Data-Driven Marketing: A Series to Understanding Marketing Performance (Pt. 2

This article is also available on Medium.

This is a 2nd in an 11 part series of articles on marketing performance. In Pt. 1, we created a dataset (which we’ll use in the article) and I explained CPA (Cost Per Acquisition). Then we calculated it using the dataset and Python. Below is the list of marketing concepts. If I’ve completed an article on that concept, you can click on it to read it.
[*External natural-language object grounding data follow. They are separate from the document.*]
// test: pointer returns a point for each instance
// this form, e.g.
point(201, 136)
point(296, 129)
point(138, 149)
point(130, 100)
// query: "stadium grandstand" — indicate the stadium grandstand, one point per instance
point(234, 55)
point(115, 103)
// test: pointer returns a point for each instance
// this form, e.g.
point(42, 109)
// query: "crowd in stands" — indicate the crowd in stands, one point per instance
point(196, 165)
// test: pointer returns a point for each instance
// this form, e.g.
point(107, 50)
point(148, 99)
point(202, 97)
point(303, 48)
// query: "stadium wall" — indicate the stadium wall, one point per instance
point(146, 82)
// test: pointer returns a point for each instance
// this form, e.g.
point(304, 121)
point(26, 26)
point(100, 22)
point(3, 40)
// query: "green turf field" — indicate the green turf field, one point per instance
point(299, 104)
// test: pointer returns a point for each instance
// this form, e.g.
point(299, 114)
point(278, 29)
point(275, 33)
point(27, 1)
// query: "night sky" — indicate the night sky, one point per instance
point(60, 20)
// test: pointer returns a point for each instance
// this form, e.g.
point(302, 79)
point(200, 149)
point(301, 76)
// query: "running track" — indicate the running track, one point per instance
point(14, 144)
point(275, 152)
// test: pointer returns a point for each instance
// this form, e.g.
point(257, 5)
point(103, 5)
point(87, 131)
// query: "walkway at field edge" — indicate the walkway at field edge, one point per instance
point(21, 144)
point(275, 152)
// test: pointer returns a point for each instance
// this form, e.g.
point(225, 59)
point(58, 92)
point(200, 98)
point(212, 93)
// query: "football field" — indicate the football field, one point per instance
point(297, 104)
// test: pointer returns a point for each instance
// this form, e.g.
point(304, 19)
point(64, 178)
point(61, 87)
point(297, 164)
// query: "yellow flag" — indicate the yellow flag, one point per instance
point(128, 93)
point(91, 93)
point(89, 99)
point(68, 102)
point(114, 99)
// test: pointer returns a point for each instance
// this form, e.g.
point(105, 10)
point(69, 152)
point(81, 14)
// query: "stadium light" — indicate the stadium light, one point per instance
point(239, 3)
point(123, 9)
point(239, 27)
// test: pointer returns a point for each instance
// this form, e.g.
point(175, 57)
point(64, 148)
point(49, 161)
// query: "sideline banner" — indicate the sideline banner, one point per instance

CPA (Cost Per Acquisition) – Channel efficiency analysis – one of the most important performance marketing metrics, representing the total cost to acquire one customer or conversion action.
ROAS (Return on Ad Spend) – Campaign profitability measurement – a revenue efficiency metric that measures how much revenue is generated for every dollar spent on advertising.
LTV (Customer Lifetime Value) – Predictive customer valuation – measures the total net profit a customer generates over their entire relationship with your business. It’s the foundation for determining how much you can afford to spend acquiring customers.
Cohort Analysis – Customer behavior tracking over time – a method of grouping customers by shared characteristics (typically acquisition date) and tracking their behavior over time to understand patterns in retention, revenue, and lifetime value.
Contribution Margin – True profitability assessment – the profit remaining after subtracting variable costs from revenue. It represents the amount available to cover fixed costs and generate profit, and critically for performance marketing, it determines how much you can afford to spend on customer acquisition.
Customer Segmentation – RFM and behavioral clustering – the practice of dividing your customer base into distinct groups that share similar characteristics, behaviors, or value profiles—enabling targeted strategies that improve acquisition efficiency, retention, and lifetime value.
Churn Prediction – Machine learning models for retention – uses historical customer behavior data to identify which customers are most likely to stop doing business with you, enabling proactive retention interventions before they leave.
Personalized Offer Scoring – Targeted campaign optimization – predicts which specific offer (discount level, product, message, timing, channel) to present to each individual customer to maximize business outcomes while minimizing unnecessary cost—essentially applying incrementality principles at the individual customer level.
Attribution Modeling – Multi-touch attribution including Markov chains – assigns credit for conversions across the multiple marketing touchpoints a customer encounters along their journey to purchase. It attempts to answer: “Which marketing activities actually drove this conversion?”
Cohort-Based LTV – Advanced lifetime value forecasting – measures the actual lifetime value of customers grouped by a shared characteristic (typically acquisition date or channel), tracking their real revenue and behavior over time rather than relying on aggregate or modeled estimates.
Order Economics – Transaction-level profitability analysis – the complete financial breakdown of an individual transaction—all revenue, costs, and resulting profit from a single order.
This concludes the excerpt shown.